The agencies were reviewing the City in conjunction with a proposed refinancing of the City’s 2011 General Obligation Bonds. The City’s refinancing, which does not extend the due date on the remaining bonds, will provide an estimated $1.6 million in debt service savings in FY 2021, which will help the City manage the effects of the economic downturn related to the pandemic.
S&P Global Ratings assigned a AA+ rating to the City’s upcoming bond issuance. Fitch assigned a AA+ rating to the issue. Moody’s assigned an underlying rating of Aa2, enhanced to Aa1 based on Virginia state law credit protections. (These rating are all one notch from AAA ratings, the highest rating available.)

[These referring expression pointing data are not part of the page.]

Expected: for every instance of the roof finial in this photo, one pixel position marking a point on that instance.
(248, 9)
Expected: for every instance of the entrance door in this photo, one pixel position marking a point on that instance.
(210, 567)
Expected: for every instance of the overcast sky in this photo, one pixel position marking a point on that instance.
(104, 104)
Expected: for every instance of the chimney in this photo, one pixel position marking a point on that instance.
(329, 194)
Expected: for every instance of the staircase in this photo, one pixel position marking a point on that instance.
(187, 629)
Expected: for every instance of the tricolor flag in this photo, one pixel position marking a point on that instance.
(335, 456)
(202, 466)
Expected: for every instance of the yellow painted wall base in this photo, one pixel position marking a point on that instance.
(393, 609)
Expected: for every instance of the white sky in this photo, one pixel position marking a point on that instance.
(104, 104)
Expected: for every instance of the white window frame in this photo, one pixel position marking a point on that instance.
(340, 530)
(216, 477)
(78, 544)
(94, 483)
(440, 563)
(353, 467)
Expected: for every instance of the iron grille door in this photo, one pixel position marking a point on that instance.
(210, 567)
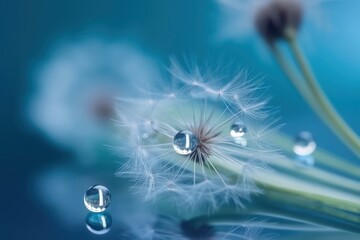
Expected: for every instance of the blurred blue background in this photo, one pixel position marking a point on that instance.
(160, 28)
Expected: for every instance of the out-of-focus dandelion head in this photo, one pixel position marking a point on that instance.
(180, 147)
(241, 18)
(277, 16)
(73, 90)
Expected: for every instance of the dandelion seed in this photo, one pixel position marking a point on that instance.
(186, 158)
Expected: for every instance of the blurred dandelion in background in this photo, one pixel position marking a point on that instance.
(239, 17)
(73, 90)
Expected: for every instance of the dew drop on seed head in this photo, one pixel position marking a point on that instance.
(185, 142)
(98, 223)
(304, 144)
(237, 130)
(97, 198)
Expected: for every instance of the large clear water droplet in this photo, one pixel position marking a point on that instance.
(97, 198)
(98, 223)
(185, 142)
(304, 144)
(237, 130)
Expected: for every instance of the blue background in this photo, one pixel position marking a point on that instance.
(163, 28)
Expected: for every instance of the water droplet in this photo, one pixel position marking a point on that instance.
(185, 142)
(97, 198)
(304, 144)
(98, 223)
(238, 130)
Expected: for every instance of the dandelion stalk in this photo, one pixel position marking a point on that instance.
(322, 157)
(342, 208)
(313, 94)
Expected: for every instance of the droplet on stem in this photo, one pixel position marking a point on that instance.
(304, 144)
(97, 198)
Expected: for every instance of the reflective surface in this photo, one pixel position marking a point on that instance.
(99, 223)
(97, 198)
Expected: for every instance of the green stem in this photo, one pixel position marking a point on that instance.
(327, 111)
(322, 157)
(342, 208)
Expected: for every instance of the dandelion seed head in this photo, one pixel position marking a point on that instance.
(242, 18)
(273, 19)
(182, 159)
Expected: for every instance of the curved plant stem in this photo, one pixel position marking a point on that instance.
(322, 105)
(322, 157)
(329, 207)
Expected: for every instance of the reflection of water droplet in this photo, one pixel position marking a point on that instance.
(98, 223)
(237, 130)
(305, 161)
(241, 141)
(185, 142)
(304, 144)
(97, 198)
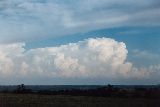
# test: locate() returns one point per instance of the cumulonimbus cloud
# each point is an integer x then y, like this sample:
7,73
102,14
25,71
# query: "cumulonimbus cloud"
91,58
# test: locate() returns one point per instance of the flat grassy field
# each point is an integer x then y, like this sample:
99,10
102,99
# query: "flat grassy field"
33,100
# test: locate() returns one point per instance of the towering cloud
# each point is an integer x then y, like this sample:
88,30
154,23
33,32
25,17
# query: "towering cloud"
91,58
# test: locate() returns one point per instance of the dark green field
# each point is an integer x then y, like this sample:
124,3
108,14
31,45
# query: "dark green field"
33,100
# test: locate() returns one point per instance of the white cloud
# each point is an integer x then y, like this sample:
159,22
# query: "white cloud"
93,58
30,19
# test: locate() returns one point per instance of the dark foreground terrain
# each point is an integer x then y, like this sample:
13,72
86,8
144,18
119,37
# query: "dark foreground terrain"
34,100
106,96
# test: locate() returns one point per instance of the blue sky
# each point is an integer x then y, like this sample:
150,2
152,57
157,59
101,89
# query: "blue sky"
44,41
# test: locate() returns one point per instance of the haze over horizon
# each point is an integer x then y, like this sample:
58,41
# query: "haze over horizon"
79,42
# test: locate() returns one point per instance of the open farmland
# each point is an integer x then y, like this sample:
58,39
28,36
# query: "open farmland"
35,100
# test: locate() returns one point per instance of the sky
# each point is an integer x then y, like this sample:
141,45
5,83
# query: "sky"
79,42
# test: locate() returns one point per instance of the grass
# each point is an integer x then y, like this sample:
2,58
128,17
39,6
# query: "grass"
34,100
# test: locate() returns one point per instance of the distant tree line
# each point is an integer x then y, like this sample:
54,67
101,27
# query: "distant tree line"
106,91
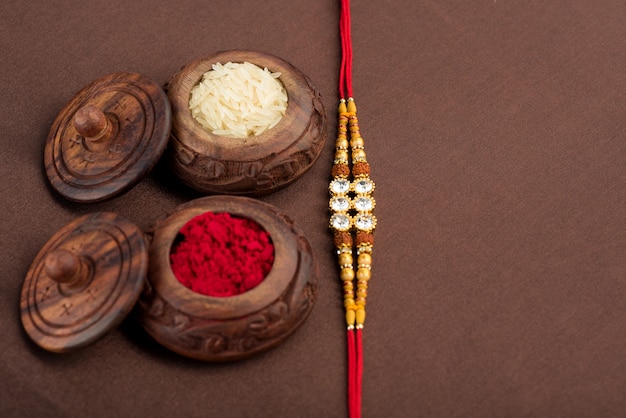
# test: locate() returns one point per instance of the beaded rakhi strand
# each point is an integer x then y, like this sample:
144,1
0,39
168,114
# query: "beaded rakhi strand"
352,221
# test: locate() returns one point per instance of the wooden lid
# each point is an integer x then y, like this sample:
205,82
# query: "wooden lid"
84,281
108,137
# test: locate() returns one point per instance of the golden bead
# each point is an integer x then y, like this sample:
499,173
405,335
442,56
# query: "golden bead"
341,155
350,317
345,258
358,154
360,316
347,274
356,142
363,274
365,259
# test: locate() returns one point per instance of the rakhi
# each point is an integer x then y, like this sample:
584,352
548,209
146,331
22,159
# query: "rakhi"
352,221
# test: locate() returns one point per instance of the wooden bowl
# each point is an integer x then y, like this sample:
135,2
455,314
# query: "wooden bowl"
255,165
229,328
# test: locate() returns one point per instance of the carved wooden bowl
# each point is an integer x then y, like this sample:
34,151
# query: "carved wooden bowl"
229,328
250,166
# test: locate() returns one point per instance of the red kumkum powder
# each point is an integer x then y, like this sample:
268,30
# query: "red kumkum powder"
218,254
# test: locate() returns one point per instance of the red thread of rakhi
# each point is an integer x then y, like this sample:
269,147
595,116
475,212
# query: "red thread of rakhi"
352,221
221,255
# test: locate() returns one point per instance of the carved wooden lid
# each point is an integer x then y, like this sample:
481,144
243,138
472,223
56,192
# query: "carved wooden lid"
84,281
108,137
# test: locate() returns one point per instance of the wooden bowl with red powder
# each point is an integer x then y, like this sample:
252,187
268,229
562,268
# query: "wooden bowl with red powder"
223,312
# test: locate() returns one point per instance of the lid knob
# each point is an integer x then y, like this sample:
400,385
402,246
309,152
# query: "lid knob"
91,123
65,267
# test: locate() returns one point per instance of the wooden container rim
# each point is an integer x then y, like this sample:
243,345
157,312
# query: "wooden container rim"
186,129
285,265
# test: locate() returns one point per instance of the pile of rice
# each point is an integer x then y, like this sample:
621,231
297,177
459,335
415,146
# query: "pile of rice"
238,100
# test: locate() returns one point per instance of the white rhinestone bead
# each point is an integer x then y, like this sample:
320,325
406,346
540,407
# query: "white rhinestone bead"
339,204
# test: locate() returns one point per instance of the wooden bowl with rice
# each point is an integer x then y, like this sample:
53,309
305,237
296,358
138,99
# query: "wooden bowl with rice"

The rating analysts discussed with City officials our growth, economy, and the effects of the global health pandemic and the related financial downturn. “The COVID-19 virus is a terrible tragedy, in so many ways. There is no doubt that financially, the City will have less revenue in both FY 2020 and FY 2021 to meet our obligations, and that we will have to make many hard decisions as a result. I am pleased though that the rating agencies recognized our work to date to mitigate the financial impacts of the crisis and our underlying strengths as a community led all three to affirm Fredericksburg’s high credit ratings,” said City Manager Timothy J. Baroody.
The sale of the refunding bonds is currently scheduled for Wednesday.